WHI vs KEEPS vs ELITE: Three Studies, Three Views of Menopausal HRT

At a Glance
At a glance
| Trial | N | Population (mean age) | Regimen | Follow-up | Primary Endpoint | Primary Result | Dropout / Discontinuation | Key Adverse Events | |---|---|---|---|---|---|---|---|---| | WHI E+P (Rossouw 2002) | 16,608 | Postmenopausal women with intact uterus; mean age 63.3 yrs | CEE 0.625 mg/day + MPA 2.5 mg/day (oral, continuous) | 5.2 yrs (stopped early) | Incident CHD (clinical outcome) | HR 1.29 (95% CI 1.02, 1.63) for CHD; trial stopped for breast cancer signal (HR 1.26) | ~42% discontinued active treatment | Breast cancer, VTE, stroke increased; colorectal cancer, hip fracture reduced | | WHI E-alone (Anderson 2004) | 10,739 | Postmenopausal women post-hysterectomy; mean age 63.6 yrs | CEE 0.625 mg/day (oral) | 6.8 yrs (stopped early) | Incident CHD (clinical outcome) | HR 0.91 (95% CI 0.75, 1.12); no significant CHD effect | ~54% discontinued active treatment | Stroke increased (HR 1.39); breast cancer HR 0.77 (reduced, NS trend); VTE increased | | KEEPS (Harman 2014) | 727 | Recently menopausal women; mean age 52.6 yrs; within 6 to 36 months of FMP | Oral CEE 0.45 mg/day + micronized progesterone 200 mg/day (cyclic) vs transdermal E2 0.05 mg/day + micronized progesterone vs placebo | 4 yrs | CIMT progression (surrogate) | No significant difference among arms in CIMT progression | ~17% withdrew | Mood and hot flash improvement with active arms; no excess breast cancer or CVD events at 4 yrs | | ELITE (Hodis 2016) | 643 | Postmenopausal women stratified by time since menopause (<6 yrs vs >10 yrs); mean age 55.4 yrs | Oral 17β-estradiol 1 mg/day + vaginal progesterone gel (for uterus-intact women) vs placebo | 5 yrs (median) | CIMT progression (surrogate) | CIMT slowed in early (<6 yr) group (p=0.008); no benefit in late (>10 yr) group | ~23% withdrew | No significant increase in CVD events, breast cancer, or VTE |
Population Differences: Why These Trials Are Not Talking About the Same Woman
The single largest source of confusion in interpreting these four datasets is conflating the patient each trial enrolled. The WHI, by design and by the epidemiological wisdom of its era, targeted older postmenopausal women to maximize event rates. The mean age at randomization in both WHI arms was approximately 63 years, and roughly 70% of enrolled participants were more than 10 years past their final menstrual period at baseline. That design choice was scientifically defensible for detecting cardiovascular events in a reasonable timeframe, but it created a population profoundly unlike the perimenopausal woman asking her clinician about symptom relief at age 51.

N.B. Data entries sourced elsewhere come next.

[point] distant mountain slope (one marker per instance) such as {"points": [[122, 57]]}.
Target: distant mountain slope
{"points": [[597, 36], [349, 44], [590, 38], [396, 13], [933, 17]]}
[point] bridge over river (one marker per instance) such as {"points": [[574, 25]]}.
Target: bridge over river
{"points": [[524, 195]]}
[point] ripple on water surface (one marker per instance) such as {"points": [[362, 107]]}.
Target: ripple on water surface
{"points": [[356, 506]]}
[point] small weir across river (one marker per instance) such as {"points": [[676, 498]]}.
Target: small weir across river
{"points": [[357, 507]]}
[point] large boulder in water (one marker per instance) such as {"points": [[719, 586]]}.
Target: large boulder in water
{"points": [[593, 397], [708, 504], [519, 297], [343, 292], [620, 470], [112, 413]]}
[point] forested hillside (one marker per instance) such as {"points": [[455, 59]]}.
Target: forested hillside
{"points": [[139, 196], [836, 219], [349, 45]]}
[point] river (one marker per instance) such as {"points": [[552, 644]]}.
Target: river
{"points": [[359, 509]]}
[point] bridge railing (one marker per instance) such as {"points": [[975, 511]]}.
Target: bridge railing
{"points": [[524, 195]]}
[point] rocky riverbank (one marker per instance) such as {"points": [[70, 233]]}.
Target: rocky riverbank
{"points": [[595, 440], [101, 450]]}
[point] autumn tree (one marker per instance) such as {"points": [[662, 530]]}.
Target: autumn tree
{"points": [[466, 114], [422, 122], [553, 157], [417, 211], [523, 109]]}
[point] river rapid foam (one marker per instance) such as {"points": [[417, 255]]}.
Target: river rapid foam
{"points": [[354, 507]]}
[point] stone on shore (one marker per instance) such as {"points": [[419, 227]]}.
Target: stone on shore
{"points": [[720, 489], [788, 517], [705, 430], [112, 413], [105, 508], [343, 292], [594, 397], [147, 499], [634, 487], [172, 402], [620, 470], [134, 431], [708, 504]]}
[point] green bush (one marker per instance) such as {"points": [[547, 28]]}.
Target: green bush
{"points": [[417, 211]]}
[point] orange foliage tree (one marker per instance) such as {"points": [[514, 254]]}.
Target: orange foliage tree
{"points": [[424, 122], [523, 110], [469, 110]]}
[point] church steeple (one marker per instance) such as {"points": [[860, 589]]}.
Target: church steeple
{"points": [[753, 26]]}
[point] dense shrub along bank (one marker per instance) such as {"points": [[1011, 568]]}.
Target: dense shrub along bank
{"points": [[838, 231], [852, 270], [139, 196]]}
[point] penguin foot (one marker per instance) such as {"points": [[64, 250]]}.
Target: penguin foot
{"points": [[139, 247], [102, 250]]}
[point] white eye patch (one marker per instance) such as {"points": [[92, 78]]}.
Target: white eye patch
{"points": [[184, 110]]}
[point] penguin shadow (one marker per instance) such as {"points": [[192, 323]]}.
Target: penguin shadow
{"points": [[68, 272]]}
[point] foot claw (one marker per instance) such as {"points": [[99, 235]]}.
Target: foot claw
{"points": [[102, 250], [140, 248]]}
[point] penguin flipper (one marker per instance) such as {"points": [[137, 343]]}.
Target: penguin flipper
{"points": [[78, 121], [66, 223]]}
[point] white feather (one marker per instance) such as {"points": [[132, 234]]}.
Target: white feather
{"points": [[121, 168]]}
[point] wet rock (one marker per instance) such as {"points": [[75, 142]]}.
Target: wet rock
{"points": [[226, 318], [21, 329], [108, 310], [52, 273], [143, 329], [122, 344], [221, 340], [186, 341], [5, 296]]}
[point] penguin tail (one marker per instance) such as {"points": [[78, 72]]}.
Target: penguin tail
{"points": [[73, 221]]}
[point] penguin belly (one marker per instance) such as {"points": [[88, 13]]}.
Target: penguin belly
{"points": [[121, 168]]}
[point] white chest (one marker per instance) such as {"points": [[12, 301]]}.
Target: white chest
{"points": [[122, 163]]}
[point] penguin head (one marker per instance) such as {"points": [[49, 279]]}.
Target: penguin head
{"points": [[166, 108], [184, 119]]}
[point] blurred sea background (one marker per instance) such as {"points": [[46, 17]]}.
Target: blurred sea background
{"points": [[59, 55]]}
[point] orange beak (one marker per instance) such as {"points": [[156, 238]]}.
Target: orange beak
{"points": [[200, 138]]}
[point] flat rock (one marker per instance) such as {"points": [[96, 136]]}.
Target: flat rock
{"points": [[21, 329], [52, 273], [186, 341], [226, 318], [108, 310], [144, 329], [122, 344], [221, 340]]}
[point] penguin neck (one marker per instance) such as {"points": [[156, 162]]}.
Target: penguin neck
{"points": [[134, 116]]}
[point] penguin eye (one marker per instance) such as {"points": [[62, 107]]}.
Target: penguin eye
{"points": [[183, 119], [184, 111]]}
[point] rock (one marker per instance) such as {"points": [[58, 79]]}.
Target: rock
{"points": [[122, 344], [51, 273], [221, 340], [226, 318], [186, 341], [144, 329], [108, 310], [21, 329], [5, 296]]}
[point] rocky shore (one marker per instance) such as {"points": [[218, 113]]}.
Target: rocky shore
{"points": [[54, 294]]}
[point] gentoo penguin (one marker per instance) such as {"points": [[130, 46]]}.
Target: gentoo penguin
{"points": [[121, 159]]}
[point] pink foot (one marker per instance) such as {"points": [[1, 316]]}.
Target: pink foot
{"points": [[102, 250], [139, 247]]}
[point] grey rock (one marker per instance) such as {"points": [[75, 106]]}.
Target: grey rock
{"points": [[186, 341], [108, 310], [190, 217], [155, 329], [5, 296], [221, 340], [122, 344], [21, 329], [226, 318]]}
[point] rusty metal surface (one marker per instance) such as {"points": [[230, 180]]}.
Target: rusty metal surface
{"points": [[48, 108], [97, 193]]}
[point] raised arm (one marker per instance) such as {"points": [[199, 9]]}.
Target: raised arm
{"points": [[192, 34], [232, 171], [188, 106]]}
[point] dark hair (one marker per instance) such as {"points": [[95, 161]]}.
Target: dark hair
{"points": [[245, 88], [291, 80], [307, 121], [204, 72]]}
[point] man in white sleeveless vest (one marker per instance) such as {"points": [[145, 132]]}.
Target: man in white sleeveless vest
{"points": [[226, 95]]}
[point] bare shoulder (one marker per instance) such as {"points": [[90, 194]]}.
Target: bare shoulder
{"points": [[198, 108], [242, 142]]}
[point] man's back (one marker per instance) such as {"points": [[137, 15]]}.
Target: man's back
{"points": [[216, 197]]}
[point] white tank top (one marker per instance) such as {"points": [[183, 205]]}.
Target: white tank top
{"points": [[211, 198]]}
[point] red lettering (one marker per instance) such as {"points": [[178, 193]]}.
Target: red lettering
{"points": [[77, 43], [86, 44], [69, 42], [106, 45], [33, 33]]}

KEEPS enrolled women aged 42 to 58, within 6 to 36 months of their final menstrual period, with a mean age of 52.6 years. ELITE went further by explicitly stratifying its participants: women less than six years past menopause versus women more than ten years past. That stratification was the methodological heart of the timing hypothesis test, and it is what makes ELITE uniquely informative compared with any single-arm study.
These population differences matter for generalizability in at least three concrete ways.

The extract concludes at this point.